Senior NHS figures have told me this has to be approached in alignment with budgeting, which remains tight of course, and with changes to the way health and care services are delivered.
That means a much more sophisticated approach to understanding where professionals will be needed differently, at least in the medium term.
If, for instance, dementia continues to lack a cure or more effective treatment, it is clear that there will be considerable demands for improved and much more extensive care services. But if a wonder drug is discovered, that is going to be a much less attractive career path.
Another example is in heart surgery. Those trained to wield the scalpel for open-heart surgery, and who enjoyed a very high status within the profession, have been done out of a lot of work through the angiogram camera inserted through the arteries and capable of being used to repair blood vessels.
To become more sophisticated in forecasting the workforce needs, the pressure is building to end recruitment to separate health boards.

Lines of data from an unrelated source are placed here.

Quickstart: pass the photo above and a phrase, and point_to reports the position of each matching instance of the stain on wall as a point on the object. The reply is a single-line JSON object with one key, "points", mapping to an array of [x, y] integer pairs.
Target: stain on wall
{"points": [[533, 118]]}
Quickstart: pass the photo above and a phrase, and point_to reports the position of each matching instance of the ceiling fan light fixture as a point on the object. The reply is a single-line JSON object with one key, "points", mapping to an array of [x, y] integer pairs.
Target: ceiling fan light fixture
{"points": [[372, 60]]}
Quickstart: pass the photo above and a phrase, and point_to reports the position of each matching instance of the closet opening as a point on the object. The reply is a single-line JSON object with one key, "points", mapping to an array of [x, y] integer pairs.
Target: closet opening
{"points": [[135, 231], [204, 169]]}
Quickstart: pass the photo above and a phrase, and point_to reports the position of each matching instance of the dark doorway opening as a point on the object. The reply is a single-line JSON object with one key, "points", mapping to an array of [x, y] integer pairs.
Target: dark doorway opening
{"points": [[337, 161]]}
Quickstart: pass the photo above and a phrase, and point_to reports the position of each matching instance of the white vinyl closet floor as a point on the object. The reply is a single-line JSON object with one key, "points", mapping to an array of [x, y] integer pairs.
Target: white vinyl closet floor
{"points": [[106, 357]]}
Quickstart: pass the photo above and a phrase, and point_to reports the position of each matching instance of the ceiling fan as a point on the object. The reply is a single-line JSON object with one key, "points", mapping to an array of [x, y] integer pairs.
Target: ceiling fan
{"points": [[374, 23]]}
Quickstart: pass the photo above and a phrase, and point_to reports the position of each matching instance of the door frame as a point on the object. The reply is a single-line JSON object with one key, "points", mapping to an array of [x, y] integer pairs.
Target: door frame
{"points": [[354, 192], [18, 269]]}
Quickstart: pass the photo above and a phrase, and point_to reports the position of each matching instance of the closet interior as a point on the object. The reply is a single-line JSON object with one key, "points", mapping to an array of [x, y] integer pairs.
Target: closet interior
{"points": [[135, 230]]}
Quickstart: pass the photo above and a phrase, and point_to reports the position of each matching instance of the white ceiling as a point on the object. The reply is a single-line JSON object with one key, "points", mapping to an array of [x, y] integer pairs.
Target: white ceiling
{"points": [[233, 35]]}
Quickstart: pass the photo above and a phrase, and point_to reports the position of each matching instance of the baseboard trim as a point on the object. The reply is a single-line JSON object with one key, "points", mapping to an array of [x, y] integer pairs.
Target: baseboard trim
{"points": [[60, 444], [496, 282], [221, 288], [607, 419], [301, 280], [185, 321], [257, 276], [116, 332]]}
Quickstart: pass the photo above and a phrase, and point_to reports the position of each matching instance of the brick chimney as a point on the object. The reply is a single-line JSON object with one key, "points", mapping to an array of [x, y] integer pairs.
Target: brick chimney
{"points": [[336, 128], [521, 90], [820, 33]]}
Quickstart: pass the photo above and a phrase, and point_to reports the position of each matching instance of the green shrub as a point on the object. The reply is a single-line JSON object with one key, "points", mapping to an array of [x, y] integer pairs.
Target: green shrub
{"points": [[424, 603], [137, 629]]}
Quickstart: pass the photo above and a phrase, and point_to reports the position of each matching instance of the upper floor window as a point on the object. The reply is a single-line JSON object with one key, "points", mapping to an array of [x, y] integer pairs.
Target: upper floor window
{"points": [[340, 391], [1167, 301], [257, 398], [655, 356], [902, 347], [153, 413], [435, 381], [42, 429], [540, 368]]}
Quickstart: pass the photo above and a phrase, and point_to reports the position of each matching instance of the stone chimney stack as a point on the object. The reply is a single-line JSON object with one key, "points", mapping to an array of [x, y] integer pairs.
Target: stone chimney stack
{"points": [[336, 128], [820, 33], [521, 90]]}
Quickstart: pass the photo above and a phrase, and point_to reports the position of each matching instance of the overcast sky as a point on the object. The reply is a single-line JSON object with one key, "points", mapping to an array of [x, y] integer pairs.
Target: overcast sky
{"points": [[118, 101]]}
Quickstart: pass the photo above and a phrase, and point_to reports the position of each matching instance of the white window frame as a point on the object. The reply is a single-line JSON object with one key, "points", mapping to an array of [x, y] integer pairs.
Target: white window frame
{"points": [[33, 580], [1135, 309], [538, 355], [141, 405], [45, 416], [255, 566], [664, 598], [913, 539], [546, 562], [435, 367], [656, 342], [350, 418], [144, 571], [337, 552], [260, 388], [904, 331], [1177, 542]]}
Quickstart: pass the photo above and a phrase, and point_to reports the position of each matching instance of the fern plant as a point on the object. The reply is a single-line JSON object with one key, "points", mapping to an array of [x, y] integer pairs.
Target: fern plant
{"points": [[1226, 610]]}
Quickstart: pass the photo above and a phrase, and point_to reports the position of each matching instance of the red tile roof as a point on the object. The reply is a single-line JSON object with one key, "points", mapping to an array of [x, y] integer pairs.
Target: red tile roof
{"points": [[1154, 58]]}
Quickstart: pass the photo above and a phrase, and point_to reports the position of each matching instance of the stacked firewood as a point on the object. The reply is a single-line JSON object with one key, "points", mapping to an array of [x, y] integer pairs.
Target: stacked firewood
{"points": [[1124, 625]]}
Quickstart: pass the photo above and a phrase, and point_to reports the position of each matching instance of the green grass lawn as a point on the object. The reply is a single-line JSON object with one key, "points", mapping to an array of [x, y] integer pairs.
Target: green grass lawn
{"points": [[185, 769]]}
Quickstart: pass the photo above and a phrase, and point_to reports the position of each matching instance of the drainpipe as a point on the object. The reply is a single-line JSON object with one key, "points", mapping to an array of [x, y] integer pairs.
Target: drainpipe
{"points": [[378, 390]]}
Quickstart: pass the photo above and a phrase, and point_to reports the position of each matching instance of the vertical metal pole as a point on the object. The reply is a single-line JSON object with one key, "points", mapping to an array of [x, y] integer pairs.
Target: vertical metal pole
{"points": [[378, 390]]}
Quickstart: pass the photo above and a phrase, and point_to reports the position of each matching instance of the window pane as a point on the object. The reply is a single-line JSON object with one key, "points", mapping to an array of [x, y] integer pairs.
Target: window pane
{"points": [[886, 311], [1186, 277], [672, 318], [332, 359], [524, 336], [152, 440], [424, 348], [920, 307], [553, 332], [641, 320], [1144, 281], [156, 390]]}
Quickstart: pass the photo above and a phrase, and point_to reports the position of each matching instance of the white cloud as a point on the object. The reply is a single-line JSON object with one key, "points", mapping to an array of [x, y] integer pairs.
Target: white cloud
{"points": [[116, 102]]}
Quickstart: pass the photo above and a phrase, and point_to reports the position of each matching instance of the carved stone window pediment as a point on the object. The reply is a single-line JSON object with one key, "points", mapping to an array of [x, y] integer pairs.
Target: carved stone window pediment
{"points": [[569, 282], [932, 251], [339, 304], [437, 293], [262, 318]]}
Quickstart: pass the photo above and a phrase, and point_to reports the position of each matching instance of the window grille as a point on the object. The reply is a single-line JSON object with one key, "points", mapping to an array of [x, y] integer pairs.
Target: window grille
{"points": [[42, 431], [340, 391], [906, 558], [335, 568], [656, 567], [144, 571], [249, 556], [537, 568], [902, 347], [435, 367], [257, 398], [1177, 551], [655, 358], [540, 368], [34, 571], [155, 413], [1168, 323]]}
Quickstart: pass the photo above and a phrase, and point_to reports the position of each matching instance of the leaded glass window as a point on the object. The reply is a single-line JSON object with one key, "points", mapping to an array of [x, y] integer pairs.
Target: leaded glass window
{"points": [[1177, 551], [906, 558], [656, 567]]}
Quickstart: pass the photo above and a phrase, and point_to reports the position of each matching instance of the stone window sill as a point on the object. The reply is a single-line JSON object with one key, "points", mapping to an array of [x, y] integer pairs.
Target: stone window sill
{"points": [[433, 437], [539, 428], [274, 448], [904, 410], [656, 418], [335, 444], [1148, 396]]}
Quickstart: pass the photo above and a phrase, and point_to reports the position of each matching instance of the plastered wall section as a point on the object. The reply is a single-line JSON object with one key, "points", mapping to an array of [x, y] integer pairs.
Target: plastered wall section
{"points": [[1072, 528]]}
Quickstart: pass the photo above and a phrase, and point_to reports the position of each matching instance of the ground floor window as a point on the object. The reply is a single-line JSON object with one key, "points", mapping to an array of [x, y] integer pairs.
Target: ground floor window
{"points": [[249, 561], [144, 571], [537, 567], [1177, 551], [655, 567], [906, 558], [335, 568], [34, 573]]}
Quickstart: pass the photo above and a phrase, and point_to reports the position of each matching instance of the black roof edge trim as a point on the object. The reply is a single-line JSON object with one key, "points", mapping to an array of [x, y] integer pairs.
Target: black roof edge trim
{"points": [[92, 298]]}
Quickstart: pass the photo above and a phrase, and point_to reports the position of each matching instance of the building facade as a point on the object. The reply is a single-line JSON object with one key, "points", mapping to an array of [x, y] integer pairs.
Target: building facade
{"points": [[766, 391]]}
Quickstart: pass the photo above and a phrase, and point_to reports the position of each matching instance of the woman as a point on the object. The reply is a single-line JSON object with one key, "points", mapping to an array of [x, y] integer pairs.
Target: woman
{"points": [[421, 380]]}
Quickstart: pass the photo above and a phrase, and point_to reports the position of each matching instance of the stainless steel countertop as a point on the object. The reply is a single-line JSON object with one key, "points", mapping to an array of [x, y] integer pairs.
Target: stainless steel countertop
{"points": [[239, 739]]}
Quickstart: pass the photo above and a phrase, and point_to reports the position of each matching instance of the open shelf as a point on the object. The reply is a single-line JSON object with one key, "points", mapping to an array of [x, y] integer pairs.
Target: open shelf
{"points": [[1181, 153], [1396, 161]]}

There are 22 of them, 14 territorial, and often with similar problems.
This is just one of the reasons why consolidation or centralisation or both is the direction NHS managers expect to take - to get to a reduction in the number of boards, and a radical re-drawing of acute services, putting them into far fewer centres of excellence.
A new health secretary offers an opportunity for some fresh thinking on this. Jeane Freeman was advising Labour ministers at Holyrood more than 11 years ago, when they were trying to consolidate services.
The arrival of the SNP in government, with Nicola Sturgeon as health secretary, brought a reversal of two Accident and Emergency closures in Lanarkshire and Ayrshire. That put a chill on further consolidation.
Now an SNP MSP, and representing rural communities and small towns in South Ayrshire, Ms Freeman will be under pressure from the professions to use radical surgery on the NHS if it to remain healthy well past the age of 70.